Mentre tutti i riflettori sono puntati alle elezioni politiche, tra una strumentalizzazione del tema penitenziario (chi parla ancora della “certezza della pena” e chi desidera riempire le carceri di colletti bianchi pensando così di risolvere il problema), i detenuti continuano a impiccarsi nell’indifferenza più totale. Mercoledì notte, al carcere di Verona, si è suicidato Maurizio Bertani, che scrisse un articolo nel 2007 per Ristretti Orizzonti proprio sulle morti in carcere. Aveva 71 anni.

Quello di Verona è il 63esimo suicidio in carcere da gennaio

Siamo così giunti al 63esimo suicidio dall’inizio dell’anno. La penultima tragedia si è verificata qualche giorno prima al carcere di Forlì. Si tratta di Denis Markola, albanese di 28 anni che si è suicidato appena entrato in carcere per un ordine di esecuzione dopo otto anni dalla sentenza. Il numero dei suicidi potrebbe essere addirittura maggiore visto che, come ha recentemente rilevato il garante nazionale, sono da accertare le cause della morte di almeno una decina di detenuti.

In quel carcere si suicidò Donatella che scrisse una lettera struggente al compagno

Alla notizia dell’ennesimo suicidio nel carcere di Verona (ricordiamo qualche tempo prima Donatella, la ragazza che si è ammazzata dopo aver lasciato una struggente lettera al proprio compagno), l’associazione veronese “La Fraternità” si è riunita come Direttivo ed è stata inviata lettera alla Direttrice del carcere e ai suoi collaboratori.

La lettera dell’associazione veronese “La Fraternità”  alla Direttrice del carcere e ai suoi collaboratori

«È triste – scrive Giuseppe Galifi, presidente dell’associazione -, dopo così breve tempo, tornare ad esprimere la nostra vicinanza e la nostra solidarietà dinanzi a un ulteriore caso di suicidio. Lo facciamo tuttavia con piena convinzione e con profonda commozione, nella consapevolezza che questo reiterarsi accresce il bisogno di creare tutte le sinergie possibili fra coloro che, istituzionalmente o volontariamente, lavorano a contatto con i detenuti e le detenute». E infine conclude: «Confermiamo a Lei e ai suoi collaboratori la nostra piena disponibilità ad affiancarci alla vostra opera rappresentando, pur nei nostri limiti, la prossimità della nostra umanità a chi vive in stato di detenzione».

Nessuna regia mafiosa dietro le rivolte di due anni fa

Ma cosa sta accadendo?
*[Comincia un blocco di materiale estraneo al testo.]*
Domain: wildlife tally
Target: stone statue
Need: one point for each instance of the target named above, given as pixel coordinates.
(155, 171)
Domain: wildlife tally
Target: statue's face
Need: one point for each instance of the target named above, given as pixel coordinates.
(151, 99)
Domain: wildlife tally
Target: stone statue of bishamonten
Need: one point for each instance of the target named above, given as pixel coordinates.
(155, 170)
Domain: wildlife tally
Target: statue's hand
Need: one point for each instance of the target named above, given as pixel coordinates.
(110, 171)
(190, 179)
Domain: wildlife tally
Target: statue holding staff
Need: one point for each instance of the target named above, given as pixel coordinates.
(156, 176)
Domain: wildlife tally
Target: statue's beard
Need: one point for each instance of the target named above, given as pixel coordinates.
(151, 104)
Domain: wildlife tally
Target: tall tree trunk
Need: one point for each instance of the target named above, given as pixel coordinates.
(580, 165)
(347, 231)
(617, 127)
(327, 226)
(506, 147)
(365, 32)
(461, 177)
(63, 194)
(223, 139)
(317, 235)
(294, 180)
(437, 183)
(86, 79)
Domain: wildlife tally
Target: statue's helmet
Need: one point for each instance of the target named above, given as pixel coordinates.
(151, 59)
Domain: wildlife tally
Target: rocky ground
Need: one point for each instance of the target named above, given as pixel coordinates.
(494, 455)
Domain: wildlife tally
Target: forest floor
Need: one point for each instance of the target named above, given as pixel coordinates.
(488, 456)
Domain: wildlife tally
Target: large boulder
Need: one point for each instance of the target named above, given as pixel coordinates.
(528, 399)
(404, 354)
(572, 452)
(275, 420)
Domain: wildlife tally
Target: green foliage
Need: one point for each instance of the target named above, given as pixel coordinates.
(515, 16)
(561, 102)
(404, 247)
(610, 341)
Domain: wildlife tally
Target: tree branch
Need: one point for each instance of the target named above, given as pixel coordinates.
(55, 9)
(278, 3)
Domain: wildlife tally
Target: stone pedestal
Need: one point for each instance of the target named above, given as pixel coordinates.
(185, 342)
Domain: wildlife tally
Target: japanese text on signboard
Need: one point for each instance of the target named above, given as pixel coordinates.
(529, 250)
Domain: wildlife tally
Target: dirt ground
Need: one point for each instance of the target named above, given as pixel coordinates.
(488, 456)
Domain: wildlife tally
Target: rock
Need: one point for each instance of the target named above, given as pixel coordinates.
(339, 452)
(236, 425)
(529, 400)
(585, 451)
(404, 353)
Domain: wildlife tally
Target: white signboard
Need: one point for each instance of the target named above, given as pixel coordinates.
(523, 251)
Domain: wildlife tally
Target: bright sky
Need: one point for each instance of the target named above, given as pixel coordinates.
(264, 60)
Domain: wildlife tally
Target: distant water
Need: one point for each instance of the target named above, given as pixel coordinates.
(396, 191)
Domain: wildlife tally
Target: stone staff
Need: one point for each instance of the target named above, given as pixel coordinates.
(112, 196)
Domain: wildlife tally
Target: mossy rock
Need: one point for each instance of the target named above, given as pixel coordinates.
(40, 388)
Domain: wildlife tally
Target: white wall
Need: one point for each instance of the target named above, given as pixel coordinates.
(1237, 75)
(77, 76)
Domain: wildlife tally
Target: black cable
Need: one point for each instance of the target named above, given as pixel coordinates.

Ogni suicidio è a sé, ma il numero crescente fa comprendere che il sistema penitenziario è diventato insostenibile. Due anni fa ci sono state le rivolte dovute dall'esasperazione, ma a causa del solito conformismo mass mediatico, si è portato a far credere che dietro ci fosse stata una regia mafiosa che avrebbe poi portato alla resa dello Stato. Una riedizione della trattativa Stato-mafia.

La relazione della commissione del Dap sulle rivolte ha chiarito tutto

Chi conosce a fondo le problematiche del sistema penitenziario, da Il Dubbio passando per le associazioni come Antigone o Yairaiha Onlus, gli attivisti radicali come Rita Bernardini reduce da un lungo sciopero della fame e i garanti, sa che si trattava di una tesi delirante. A mettere parola fine a questa teoria sconclusionata, recentemente ci ha pensato la relazione della commissione istituita dal Dap e presidiata dall’ex magistrato antimafia Sergio Lari.

Nonostante la sensibilità della ministra Cartabia non è stato fatto nulla per il sistema penitenziario

Si trattava, come di consueto, del solito complottismo funzionale allo stato di polizia: nascondere sotto il tappeto i veri problemi, decisamente più complessi, e reprimere una ipotetica regia occulta che muove le fila. Dopodiché ai detenuti non gli è rimasto che optare per la battaglia non violenta attraverso lo sciopero della fame. Ma non è servito a nulla. Nonostante l’indiscutibile sensibilità e buona volontà della ministra Marta Cartabia, di fatto, non è stato attuato nulla di concreto. Anche perché, nel frattempo, il governo è stato fatto cadere su iniziativa del Movimento Cinque Stelle.

Il Parlamento ostaggio del populismo penale e giudiziario

Guai a cedere, guai a riformare il sistema penitenziario. Sorvegliare e punire, la parola d'ordine che in qualche modo attraversa tutto il Parlamento ostaggio del populismo penale e giudiziario. Allora cosa è rimasto da fare ai detenuti (ma anche agli agenti che vivono lo stesso malessere) per farsi sentire? Da ribadire nuovamente che ogni suicidio è a sé, ha una sua storia e vicissitudine. Però nemmeno si può fare finta di nulla e bisogna constatare che i suicidi sono aumentati a dismisura, con una inquietante media di un suicidio ogni cinque giorni. C'è una evidente escalation che non può passare inosservata. Non si può fare a meno di pensare ai regimi sovietici quando le rivolte o i dissensi non erano ammessi. Se si provava a dissentire si era tacciati di essere eterodiretti dalle entità straniere. Ai dissenzienti non gli rimaneva che il suicidio. Così avvenne e così, con i dovuti distinguo, sta avvenendo nelle patrie galere.